My reaction was somewhat different than hers. If you could have videotaped my exit you would have seen a grown woman in a business suit click her heels like a rodeo cowboy (Yee Ha!) For good measure I added a couple of dance moves that would have made Lady Gaga proud (shuffle left, shuffle right, box my head in with my hands, shimmy—you get the idea.) Three kids and thousands of dollars in Daycare costs and I’m done!!! I just got a screaming pay raise without having to hit the boss up for it, and I’ve already made plans to meet my friends for lunch next week where I will splurge on a big juicy burger. If that burger goes to my head I might just go out and buy me a car with my raise—probably American muscle—definitely red.

There are things in life that I just won’t miss—and paying for child care is one of them. When other moms asked me if I was sad that my youngest was in school, I’m sure I looked at them as if they’d just sprouted a third eye and were speaking in tongues. I won’t miss the way she grows out of her shoes every six months, or the fact that she likes to shop for the pretty shoes almost as much as her mom. I won’t miss the crying fits brought on by her brothers using her favorite stuffed bear as the prisoner in their war games.

But there are things that I will miss so much that my heart aches just thinking about them. I will miss listening to her say her prayers at night. She clasps her tiny hands together and squeezes her eyes shut while she asks for things from her Heavenly Father with full faith that he will deliver. She’s so innocent and sincere that if I were Him, I would give her everything she asked for instantly. I am glad that didn’t happen tonight, however, because she asked for a baby kitty. We already have two, and one of them woke me up at two this morning so I’m not keen on more.

I will miss the running dialog that goes on from the backseat while I drive her around with me.

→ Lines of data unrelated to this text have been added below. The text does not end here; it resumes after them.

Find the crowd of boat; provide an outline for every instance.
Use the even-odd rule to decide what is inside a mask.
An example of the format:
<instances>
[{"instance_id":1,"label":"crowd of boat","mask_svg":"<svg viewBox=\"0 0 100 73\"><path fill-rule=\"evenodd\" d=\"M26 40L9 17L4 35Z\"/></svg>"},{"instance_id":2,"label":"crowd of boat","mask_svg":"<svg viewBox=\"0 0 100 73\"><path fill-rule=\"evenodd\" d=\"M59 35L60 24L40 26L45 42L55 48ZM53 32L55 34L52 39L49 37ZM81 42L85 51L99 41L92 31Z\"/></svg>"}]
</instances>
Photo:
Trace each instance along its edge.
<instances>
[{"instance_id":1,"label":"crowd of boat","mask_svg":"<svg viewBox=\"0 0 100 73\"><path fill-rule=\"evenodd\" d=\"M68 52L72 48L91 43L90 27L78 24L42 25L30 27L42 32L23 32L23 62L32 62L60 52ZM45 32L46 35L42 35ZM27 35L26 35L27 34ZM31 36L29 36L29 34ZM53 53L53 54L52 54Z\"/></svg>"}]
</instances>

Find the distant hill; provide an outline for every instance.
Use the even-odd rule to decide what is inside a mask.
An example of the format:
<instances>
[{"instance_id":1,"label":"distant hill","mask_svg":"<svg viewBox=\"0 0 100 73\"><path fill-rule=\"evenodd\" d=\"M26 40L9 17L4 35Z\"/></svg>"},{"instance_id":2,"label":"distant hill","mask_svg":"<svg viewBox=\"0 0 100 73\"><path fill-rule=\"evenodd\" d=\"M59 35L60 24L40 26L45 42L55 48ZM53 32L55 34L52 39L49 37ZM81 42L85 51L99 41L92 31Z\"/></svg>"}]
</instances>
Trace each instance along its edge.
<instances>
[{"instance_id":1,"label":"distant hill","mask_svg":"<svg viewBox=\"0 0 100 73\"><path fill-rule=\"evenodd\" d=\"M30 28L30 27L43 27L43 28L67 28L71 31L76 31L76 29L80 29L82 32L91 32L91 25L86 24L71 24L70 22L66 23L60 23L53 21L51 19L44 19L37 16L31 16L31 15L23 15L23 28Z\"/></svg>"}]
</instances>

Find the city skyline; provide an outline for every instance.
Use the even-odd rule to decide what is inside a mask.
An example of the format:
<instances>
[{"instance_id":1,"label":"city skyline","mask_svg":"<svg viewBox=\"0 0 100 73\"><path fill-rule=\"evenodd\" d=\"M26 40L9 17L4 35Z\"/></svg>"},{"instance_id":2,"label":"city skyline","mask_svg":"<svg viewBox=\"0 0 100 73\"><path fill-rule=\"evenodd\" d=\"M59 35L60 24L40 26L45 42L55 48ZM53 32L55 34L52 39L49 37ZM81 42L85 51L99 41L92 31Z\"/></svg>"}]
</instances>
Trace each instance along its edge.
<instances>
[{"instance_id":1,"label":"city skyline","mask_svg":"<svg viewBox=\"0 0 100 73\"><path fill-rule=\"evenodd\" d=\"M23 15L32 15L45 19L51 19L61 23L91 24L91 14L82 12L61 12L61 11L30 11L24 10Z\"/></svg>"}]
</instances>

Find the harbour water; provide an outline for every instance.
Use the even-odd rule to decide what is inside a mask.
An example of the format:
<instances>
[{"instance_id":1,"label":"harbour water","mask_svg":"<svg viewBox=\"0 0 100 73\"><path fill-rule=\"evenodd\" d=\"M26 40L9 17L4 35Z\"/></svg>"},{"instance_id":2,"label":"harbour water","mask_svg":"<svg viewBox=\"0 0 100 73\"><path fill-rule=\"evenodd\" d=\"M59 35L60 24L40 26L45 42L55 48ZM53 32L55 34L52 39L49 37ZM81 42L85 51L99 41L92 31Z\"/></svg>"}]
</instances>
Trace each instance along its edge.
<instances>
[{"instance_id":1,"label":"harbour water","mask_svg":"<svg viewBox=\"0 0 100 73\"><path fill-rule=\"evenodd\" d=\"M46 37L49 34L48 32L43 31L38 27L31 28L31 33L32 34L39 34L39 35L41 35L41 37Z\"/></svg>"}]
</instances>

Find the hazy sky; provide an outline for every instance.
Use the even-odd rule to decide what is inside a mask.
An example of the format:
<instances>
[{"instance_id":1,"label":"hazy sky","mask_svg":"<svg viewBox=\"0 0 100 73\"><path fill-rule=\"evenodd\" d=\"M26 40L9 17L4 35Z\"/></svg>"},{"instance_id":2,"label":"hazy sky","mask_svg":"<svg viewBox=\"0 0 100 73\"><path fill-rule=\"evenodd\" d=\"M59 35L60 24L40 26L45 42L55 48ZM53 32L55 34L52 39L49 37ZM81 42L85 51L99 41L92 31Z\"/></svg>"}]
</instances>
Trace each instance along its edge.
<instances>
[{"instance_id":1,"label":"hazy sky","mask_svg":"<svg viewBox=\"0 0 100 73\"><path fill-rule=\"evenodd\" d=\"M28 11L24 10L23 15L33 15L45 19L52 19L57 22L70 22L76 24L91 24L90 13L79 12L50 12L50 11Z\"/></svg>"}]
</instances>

She tells me everything her best friend wore to school today and why she thinks the school needs better things to play with like Barbies. I will also miss the way she walks around singing all the time. Most of the time she’s Ariel, the Little Mermaid, singing “Ah, Ah, Ah,” in ever increasing crescendos. But sometimes she’s singing something she overhead on Glee—generally a single bar of music, over and over. And, most of all, I will miss the special way that little girls give squeezes and hugs and kisses on your nose.

Watching your kids grow is magical, frustrating, and heart-breaking. They will never be as little as they are today. Tomorrow they will wake up just a smidge older and another day will be gone, never to return again except in memory. But each day brings something new—sometimes it’s a challenge, sometimes it’s just a gift, you never know until you walk through that day. There are things about raising children that I won’t miss in the slightest—that is until a memory surfaces, whether joyful or heart-breaking, and I realize that--if I’m being completely honest--I’m going miss every single moment terribly.

1 comment:

Crazy Momma said...

can't wait to get my kiss on the nose when I come visit. And darn you now my heart is breaking thinking about all the things that are gone never to return.